Service Issue - Managed Databases

Incident Report for Linode

Postmortem

Starting around 15:45 UTC on May 17, 2023, a change was pushed to a backend service on the Linode platform that as a result prevented customers from being able to provision or fully delete Managed Databases on the platform. The errors presented as customers receiving errors in attempting to provision a new cluster, or when existing clusters were deleted, the Managed Database cluster would disappear from Cloud Manager and become inaccessible, however the cluster data itself would not be immediately deleted.

This issue was first detected via tickets to the Linode Support team. At 17:24 UTC, the ability for customers to provision new Managed Database clusters was restored. At 20:00 UTC, the ability to fully delete Managed Database clusters was restored, and the remaining delete jobs that were entered into the queue finished, completely deleting the data.

The root cause of this incident was a hotfix released by a team to a backend service that was not expected to have a direct impact related to the Managed Database service. An additional hotfix to the code was released to address this immediate issue.

To help prevent future recurrences of similar incidents, we are seeking to implement greater communication between the related teams and generate tooling and policies to test changes in these areas more frequently.

Posted May 24, 2023 - 23:39 UTC

Resolved

This issue is now resolved and all provisioning of Database Clusters should now complete normally. We identified an issue causing the initial process of cluster creation to fail. A fix was pushed to production at 17:15 UTC and has remained stable during monitoring. Any clusters provisioned from May 16th 17:54 UTC to May 17th 19:50 UTC will remain in a failed state and should be deleted and redeployed. If you continue to have issues provisioning a new cluster, please open a Support ticket for assistance.

Posted May 17, 2023 - 20:04 UTC

Update

We are continuing to monitor for any further issues.

Posted May 17, 2023 - 19:30 UTC

Monitoring

A fix has been implemented and we are monitoring the results.

Posted May 17, 2023 - 18:06 UTC

Update

We are continuing to work on a fix for this issue.

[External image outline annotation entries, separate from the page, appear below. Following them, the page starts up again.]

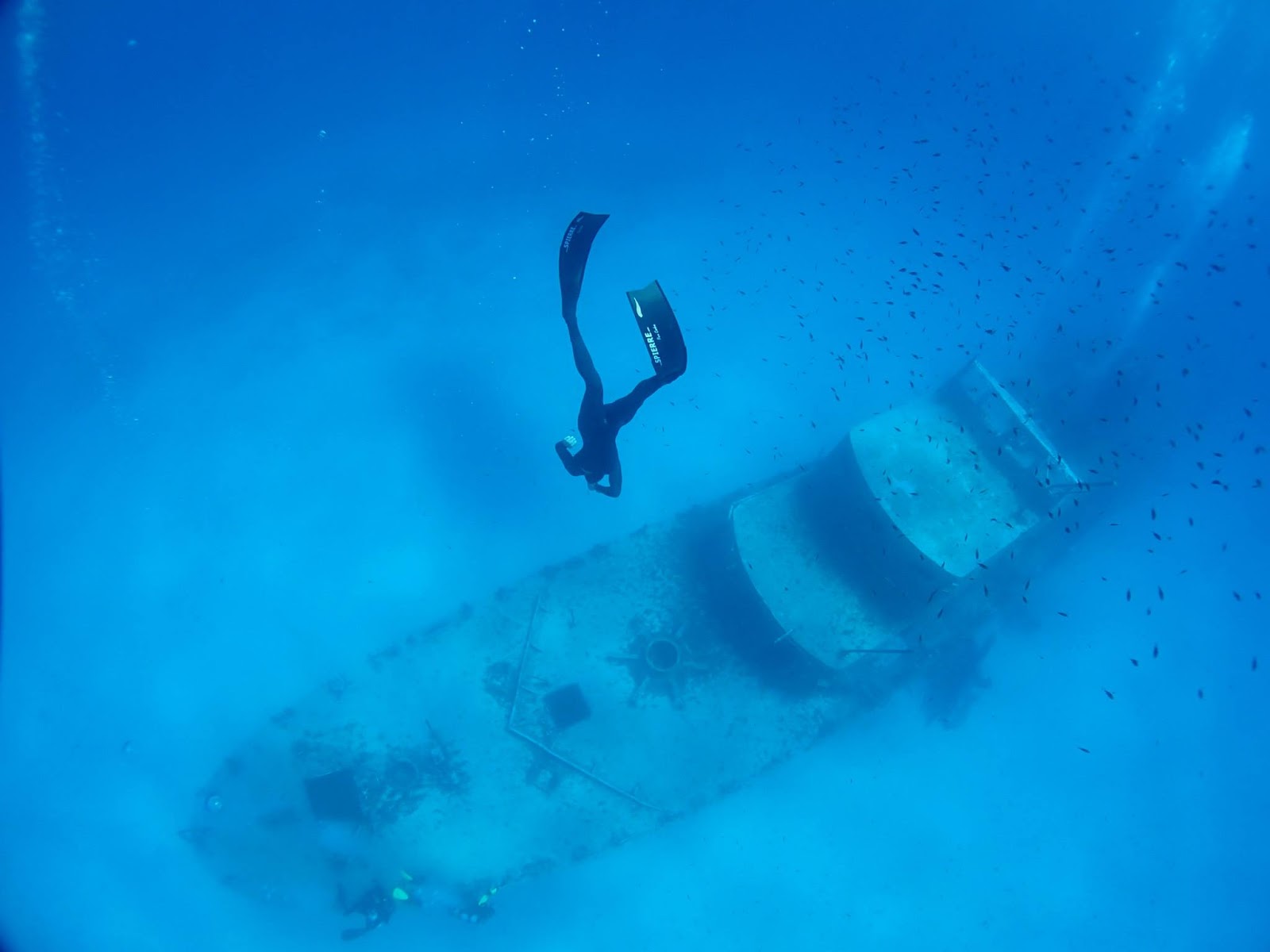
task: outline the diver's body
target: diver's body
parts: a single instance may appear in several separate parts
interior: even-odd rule
[[[349,927],[339,934],[339,937],[345,942],[359,938],[361,935],[385,925],[387,920],[392,918],[395,909],[392,904],[392,894],[381,887],[378,883],[371,886],[352,902],[348,901],[348,896],[344,894],[344,886],[340,883],[339,906],[344,915],[363,916],[361,925]]]
[[[635,316],[645,324],[645,345],[657,373],[641,380],[620,400],[605,402],[603,381],[578,330],[578,297],[582,293],[582,275],[587,268],[591,244],[607,218],[607,215],[578,213],[560,242],[560,306],[565,326],[569,329],[573,363],[582,376],[585,390],[582,395],[582,406],[578,409],[578,435],[582,437],[582,449],[577,453],[570,452],[575,443],[572,439],[561,439],[555,444],[555,449],[570,476],[584,476],[587,489],[616,498],[622,491],[617,432],[634,419],[645,400],[683,373],[687,367],[687,350],[674,312],[657,282],[641,291],[627,292]],[[607,486],[601,482],[605,476],[608,476]]]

Posted May 17, 2023 - 17:11 UTC

Identified

The issue has been identified and a fix is being implemented.

Posted May 17, 2023 - 16:21 UTC

Investigating

Our team is investigating a service issue affecting the Managed Databases service. During this time, users may experience issues when attempting to provision new data bases.

We will share additional updates as we have more information.

Posted May 17, 2023 - 15:29 UTC

This incident affected: Managed Databases.